Review: Friday Or Another Day (2005)

Directed by: Yvan Le Moine | 120 minutes | adventure | Actors: Philippe Nahon, Alain Moraïda, Ornella Muti, Hanna Schygulla, Philippe Grand’Henry, Manuela Servais, Idwig Stephane, Jean-Yves Thual

“Vendredi ou un autre jour” is based on Michel Tournier’s novel “Vendredi ou le limbes du Pacifique”. This adaptation of that story is an unpolished nihilistic variation on the famous Robinson Crusoe story, with a more emphatic role for the character Friday.
The story is set in the eighteenth century where the celebrated French theater actor Philippe de Nohan (Philippe Nahon) is shipwrecked and the only surviving drowning person washed up on a rugged inhospitable island. Thanks to the items that have been rescued from the sunken ship, he manages to survive. With washed up costumes and theater sets, he builds his own French theater in this deserted corner. A curious image full of eloquence.

He is haunted by memories of his mother (Ornella Muti) and of his successes as a theater actor. Fortunately, there is the ship’s dog Tenn to keep him company. Just like in the authentic story, he saves Friday from the cannibals. After long years of total loneliness, he is joined by a person from another civilization. Initially, however, there is no friendship, the Frenchman dominates the relationship between the two of them with a patriarchal hard hand. Colonialism is imitated in miniature on the island. Slowly but surely, the almost hateful relationship begins to cool.
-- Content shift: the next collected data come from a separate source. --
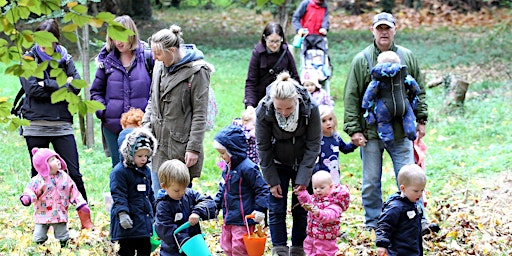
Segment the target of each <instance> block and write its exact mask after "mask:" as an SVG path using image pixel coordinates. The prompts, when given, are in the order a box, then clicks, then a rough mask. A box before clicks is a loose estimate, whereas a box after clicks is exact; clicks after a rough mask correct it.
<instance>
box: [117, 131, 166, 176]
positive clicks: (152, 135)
mask: <svg viewBox="0 0 512 256" xmlns="http://www.w3.org/2000/svg"><path fill="white" fill-rule="evenodd" d="M141 142H144V146H143V147H144V148H146V147H149V149H150V150H149V155H150V156H149V159H148V162H147V163H150V162H151V161H150V160H151V157H152V156H153V155H154V154H155V152H156V149H157V146H158V145H157V144H158V142H157V140H156V138H155V136H153V134H151V132H150V131H149V130H148V129H146V128H135V129H133V131H132V132H130V133H129V134H127V135H126V138H125V139H124V140H123V143H121V146H120V147H119V153H120V154H121V156H122V159H123V165H124V167H135V163H134V158H133V155H134V154H135V149H136V148H138V147H140V146H141Z"/></svg>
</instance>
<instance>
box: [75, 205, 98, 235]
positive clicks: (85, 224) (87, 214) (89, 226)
mask: <svg viewBox="0 0 512 256" xmlns="http://www.w3.org/2000/svg"><path fill="white" fill-rule="evenodd" d="M77 212H78V217H79V218H80V222H81V223H82V229H85V228H86V229H91V228H93V227H94V225H93V224H92V221H91V209H89V206H87V204H84V205H82V206H80V207H78V208H77Z"/></svg>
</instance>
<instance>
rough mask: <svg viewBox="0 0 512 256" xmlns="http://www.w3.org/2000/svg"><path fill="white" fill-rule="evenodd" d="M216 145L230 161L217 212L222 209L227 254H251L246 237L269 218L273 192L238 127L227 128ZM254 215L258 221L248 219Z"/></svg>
mask: <svg viewBox="0 0 512 256" xmlns="http://www.w3.org/2000/svg"><path fill="white" fill-rule="evenodd" d="M213 145H214V147H215V149H217V151H218V152H219V154H220V157H221V158H222V159H223V160H224V161H225V162H226V165H225V167H224V169H223V170H222V181H221V183H220V186H219V192H218V193H217V195H216V196H215V203H216V205H217V209H221V208H222V217H223V219H224V225H222V233H221V237H220V245H221V247H222V249H223V250H224V253H225V254H226V255H247V250H246V248H245V244H244V241H243V235H244V234H247V228H246V226H245V225H246V221H247V222H248V223H247V224H248V225H249V230H250V232H253V231H254V226H255V224H256V223H261V222H262V221H263V220H264V218H265V212H266V211H267V208H268V205H267V200H268V196H269V193H270V190H269V187H268V185H267V183H266V182H265V180H264V179H263V176H262V175H261V171H260V169H259V167H258V165H256V164H255V163H254V162H253V161H251V160H250V159H249V158H248V157H247V140H246V139H245V135H244V132H243V131H242V129H241V128H240V127H238V126H235V125H230V126H227V127H225V128H223V129H222V130H221V131H220V132H219V133H218V134H217V135H215V138H214V142H213ZM249 214H254V216H255V218H254V219H246V218H245V216H246V215H249Z"/></svg>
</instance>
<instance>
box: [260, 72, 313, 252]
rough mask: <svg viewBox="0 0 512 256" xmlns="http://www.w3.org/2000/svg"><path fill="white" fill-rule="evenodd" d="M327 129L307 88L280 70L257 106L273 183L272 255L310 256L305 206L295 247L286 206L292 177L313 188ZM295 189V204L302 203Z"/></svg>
mask: <svg viewBox="0 0 512 256" xmlns="http://www.w3.org/2000/svg"><path fill="white" fill-rule="evenodd" d="M321 140H322V128H321V120H320V114H319V112H318V106H317V105H316V104H315V103H313V101H312V100H311V98H310V96H309V93H308V92H307V90H306V89H305V88H304V87H302V86H301V85H300V84H299V83H298V82H297V81H295V80H293V79H292V78H290V74H288V72H283V73H281V74H279V75H278V77H277V79H276V81H275V82H273V83H272V84H271V85H270V88H269V91H268V92H267V95H266V96H265V98H263V100H261V101H260V103H259V104H258V108H257V109H256V141H257V146H258V153H259V156H260V167H261V170H262V172H263V177H264V178H265V181H266V182H267V183H268V185H269V186H270V193H271V195H270V196H269V208H268V209H269V226H270V234H271V237H272V245H273V249H272V254H273V255H305V254H304V250H303V248H302V244H303V242H304V239H305V238H306V215H307V213H306V210H305V209H304V208H302V207H300V206H299V207H292V218H293V227H292V246H291V247H290V248H288V246H287V240H288V238H287V236H288V235H287V228H286V213H287V212H286V211H287V195H288V188H289V186H290V181H291V182H292V186H294V188H296V187H300V189H301V190H304V189H306V188H307V187H308V189H309V191H310V193H311V188H310V187H311V186H309V185H310V181H311V175H312V172H313V168H314V166H315V161H316V158H317V157H318V154H319V153H320V142H321ZM298 202H299V201H298V199H297V196H296V195H294V194H292V205H296V204H297V203H298Z"/></svg>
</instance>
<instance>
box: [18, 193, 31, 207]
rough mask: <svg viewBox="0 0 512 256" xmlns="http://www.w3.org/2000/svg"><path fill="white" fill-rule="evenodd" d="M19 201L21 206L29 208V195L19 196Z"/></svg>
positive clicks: (29, 199)
mask: <svg viewBox="0 0 512 256" xmlns="http://www.w3.org/2000/svg"><path fill="white" fill-rule="evenodd" d="M20 201H21V204H22V205H23V206H29V205H30V204H32V199H30V196H29V195H22V196H20Z"/></svg>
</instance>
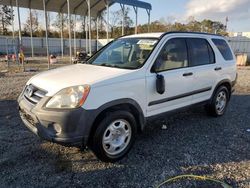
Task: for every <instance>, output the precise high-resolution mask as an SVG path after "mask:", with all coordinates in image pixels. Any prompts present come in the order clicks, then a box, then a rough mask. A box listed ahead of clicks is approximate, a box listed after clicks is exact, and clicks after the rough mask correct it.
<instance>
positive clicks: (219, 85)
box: [211, 79, 232, 100]
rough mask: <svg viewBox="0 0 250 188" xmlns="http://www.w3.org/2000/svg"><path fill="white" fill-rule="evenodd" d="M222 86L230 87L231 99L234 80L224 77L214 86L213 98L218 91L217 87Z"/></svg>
mask: <svg viewBox="0 0 250 188" xmlns="http://www.w3.org/2000/svg"><path fill="white" fill-rule="evenodd" d="M221 86H225V87H226V88H227V89H228V92H229V93H228V95H229V100H230V98H231V94H232V82H231V81H230V80H229V79H224V80H221V81H220V82H219V83H218V84H217V85H216V86H215V88H214V91H213V94H212V96H211V99H212V98H213V96H214V94H215V92H216V91H217V89H218V88H219V87H221Z"/></svg>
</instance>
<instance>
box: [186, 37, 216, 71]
mask: <svg viewBox="0 0 250 188" xmlns="http://www.w3.org/2000/svg"><path fill="white" fill-rule="evenodd" d="M187 43H188V46H189V49H190V50H189V55H190V66H193V67H194V66H200V65H208V64H211V63H215V57H214V52H213V50H212V48H211V46H210V45H209V44H208V42H207V40H206V39H200V38H189V39H187Z"/></svg>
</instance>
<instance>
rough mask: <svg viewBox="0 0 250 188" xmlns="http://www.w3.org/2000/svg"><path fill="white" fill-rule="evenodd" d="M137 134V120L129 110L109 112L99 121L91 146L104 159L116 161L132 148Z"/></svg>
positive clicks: (103, 159) (109, 160) (125, 153)
mask: <svg viewBox="0 0 250 188" xmlns="http://www.w3.org/2000/svg"><path fill="white" fill-rule="evenodd" d="M135 134H136V121H135V118H134V116H133V115H132V114H131V113H130V112H127V111H116V112H112V113H107V114H106V116H105V118H104V119H103V120H102V121H101V122H100V123H99V125H98V127H97V129H96V131H95V134H94V137H93V138H92V144H91V148H92V150H93V152H94V153H95V155H96V156H97V157H98V158H99V159H100V160H102V161H105V162H115V161H117V160H119V159H121V158H123V157H124V156H125V155H126V154H127V153H128V152H129V150H130V149H131V147H132V145H133V143H134V140H135Z"/></svg>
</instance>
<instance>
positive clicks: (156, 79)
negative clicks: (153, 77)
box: [156, 74, 165, 95]
mask: <svg viewBox="0 0 250 188" xmlns="http://www.w3.org/2000/svg"><path fill="white" fill-rule="evenodd" d="M156 91H157V93H159V94H161V95H162V94H163V93H165V79H164V76H163V75H160V74H157V75H156Z"/></svg>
Philippe de Nohan sees how easily Friday manages to cope with the poor island. Hatred gives way to admiration and at the same time he realizes more and more how insincere life was behind the facade of the culture he left behind.

The acting performance is phenomenal. The main character is torn by anger and insane frenzy, a role that Phillipe Nahon has been entrusted with for his performance in controversial films such as Seul contre Tous, Irreversible, Haute Tension and Calvaire. Alain Moraïda makes an impressive debut with the role of Vrijdag.

The camera follows Nahon closely, so that the character shift from lonely and furious monarch in his deserted kingdom to a purified and even loving man has a powerful impact. The island is rugged and inaccessible but also contains paradisiacal hidden spots and is thus metaphorical for the psychological development of the castaway. Equipped with a sepia filter, the camera captures all this breathtakingly beautifully. The story has a post-colonial theme, but at a deeper level it is mainly about the thin dividing line between the barbarian and the cultural man.